Many people in California may be interested in exploring the potential of commercial real estate as an investment venture. Commercial property offers different opportunities than residential real estate. Contracts tend to be bigger and longer, and the profits can be substantial, especially in a desirable or growing market. However, the market can also seem confusing, especially for a newcomer. In order to get a head start in the commercial real estate field, it can be important to expand your knowledge about how properties are valued.

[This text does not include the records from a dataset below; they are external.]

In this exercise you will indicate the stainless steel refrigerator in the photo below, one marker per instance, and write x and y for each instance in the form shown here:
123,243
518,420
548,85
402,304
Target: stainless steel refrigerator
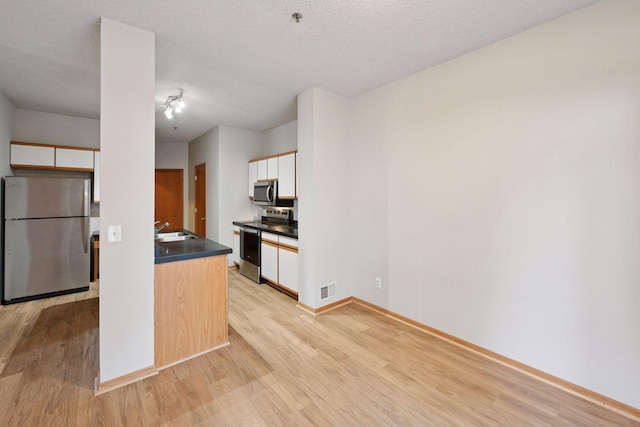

Commercial property may offer greater value
Unlike residential real estate, the value of a commercial property is directly tied to the square footage available for use. Leases are longer for most businesses than they are for residential rentals although apartment buildings and other multifamily structures may also form part of a commercial real estate portfolio. Because many commercial properties are rented by businesses, the cash flow involved can be substantial. At the same time, the cost of entry into the market is higher than for residential real estate; most lenders want to see that you have at least 30% cash to put down.
Keep an eye on finances
One of the keys to making money in the commercial property field is recognizing a good deal or a property that is undervalued. At the same time, it is important to watch out for potentially costly damage. By evaluating the net operating income (NOI) for a commercial property, you can evaluate your expected income from the property and subtract necessary expenses. Make sure to keep all of the costs of running a business in mind to ensure a positive NOI.
Commercial real estate investments can be profitable, long-term holdings that provide substantial value and appreciate in value. When concluding a commercial property transaction, a real estate attorney may represent your interests in negotiations.